Your other big investment will be memory cards. Most cameras come with just 16Mb or 32Mb of storage included. That's barely enough for a handful of best quality images on today's cameras, so think of it more as an emergency reserve. A 512Mb card (£30-£50) should be enough to get you through a week's holiday, or consider a 1GB card (from £50) if you enjoy shooting memory-hungry movie clips. Remember that, unlike film, you can use these cards over and over again.
The good news for your bank balance is that digital cameras and home computers are no longer joined at the hip. If you don't want to come to terms with a PC, you can simply take the memory card from your camera to almost any high-street photo lab and they'll do all the hard work, from editing and cropping your images to producing prints and even backing up your images to CD.
One of the best things about going digital is that you only need to print the images you want. A single postcard-sized 10x15cm print usually costs around 49p at a photo lab, but prices drop quickly if you order more. Shop around and you should be able to get 50 photos for around 15p each - or even as little as 10p with special offers.
You can also print at home without a computer, using a modern inkjet printer.
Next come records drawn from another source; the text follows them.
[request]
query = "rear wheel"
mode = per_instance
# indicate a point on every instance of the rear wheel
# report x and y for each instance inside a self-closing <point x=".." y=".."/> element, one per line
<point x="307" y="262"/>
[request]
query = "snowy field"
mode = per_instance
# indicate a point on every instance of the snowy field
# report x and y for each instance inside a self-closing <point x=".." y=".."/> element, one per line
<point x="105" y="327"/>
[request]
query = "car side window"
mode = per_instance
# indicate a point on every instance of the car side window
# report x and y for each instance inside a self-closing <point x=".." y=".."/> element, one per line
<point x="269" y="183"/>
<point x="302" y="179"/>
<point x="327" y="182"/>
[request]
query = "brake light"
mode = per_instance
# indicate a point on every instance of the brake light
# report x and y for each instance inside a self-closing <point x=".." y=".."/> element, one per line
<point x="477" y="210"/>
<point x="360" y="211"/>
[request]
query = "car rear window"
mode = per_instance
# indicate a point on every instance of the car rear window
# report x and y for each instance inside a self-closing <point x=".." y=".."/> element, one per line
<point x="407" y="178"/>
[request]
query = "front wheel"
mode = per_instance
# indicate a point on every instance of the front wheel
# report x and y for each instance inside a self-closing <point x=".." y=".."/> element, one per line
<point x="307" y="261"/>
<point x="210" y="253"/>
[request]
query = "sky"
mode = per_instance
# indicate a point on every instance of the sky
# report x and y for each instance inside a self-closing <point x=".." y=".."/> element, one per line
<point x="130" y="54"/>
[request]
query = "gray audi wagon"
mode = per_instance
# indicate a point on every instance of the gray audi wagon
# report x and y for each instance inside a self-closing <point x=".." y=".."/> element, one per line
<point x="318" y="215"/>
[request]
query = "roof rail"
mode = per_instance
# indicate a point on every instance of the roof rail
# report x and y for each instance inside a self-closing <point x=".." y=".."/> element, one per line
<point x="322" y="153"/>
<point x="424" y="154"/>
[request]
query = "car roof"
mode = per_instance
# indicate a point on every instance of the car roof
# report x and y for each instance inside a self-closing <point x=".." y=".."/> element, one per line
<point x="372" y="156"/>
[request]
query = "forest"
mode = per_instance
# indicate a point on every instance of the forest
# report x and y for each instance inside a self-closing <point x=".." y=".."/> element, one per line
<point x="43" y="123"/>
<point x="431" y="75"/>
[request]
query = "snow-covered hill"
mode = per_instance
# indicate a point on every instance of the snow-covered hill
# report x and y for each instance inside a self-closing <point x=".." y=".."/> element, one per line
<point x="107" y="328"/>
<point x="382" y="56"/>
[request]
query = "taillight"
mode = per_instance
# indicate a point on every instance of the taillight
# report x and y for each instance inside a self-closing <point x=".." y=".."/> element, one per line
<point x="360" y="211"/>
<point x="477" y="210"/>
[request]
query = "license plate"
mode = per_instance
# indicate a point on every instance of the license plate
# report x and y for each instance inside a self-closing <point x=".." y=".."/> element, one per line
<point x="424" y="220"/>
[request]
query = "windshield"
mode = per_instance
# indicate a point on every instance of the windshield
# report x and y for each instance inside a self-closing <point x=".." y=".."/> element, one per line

Photo-quality printers cost from around £75 and connect with a cable to your camera, letting you choose what to print from its screen. More expensive printers have built-in memory-card readers and sometimes even their own LCD displays for editing images. Printing a 10x15cm photo at home costs from around 20p.
If you do want to explore the "digital darkroom" side of photography, home computers are far more approachable and easy to use than they were even a few years ago. A new computer can cost anything from £300 to £3,000, but even the cheapest will be capable of running image editing software, burning CDs for storage and connecting to the internet for ordering prints online or creating a web gallery from your photos.
If you already have a computer, most cameras come with basic image editing software for free. When you're ready to step up to something a little more advanced, a package like Adobe Photoshop Elements (£70) is powerful and not too tricky to use, although you will need to devote some time to getting to grips with the terminology.
So is it worth switching to digital? Although the cost of the equipment is daunting, a digital photographer printing a fifth of their images will pay around £50 less than a similar film photographer using 10 rolls of film - and the more you shoot, the more you'll save.
Ultimately, unless you take (and print) several hundred images a year, you're unlikely to save too much money by going digital. But the ease of shooting with an LCD screen, e-mailing images to friends and printing photos at home can't be matched by film cameras - and that kind of convenience can't be measured in pounds and pence.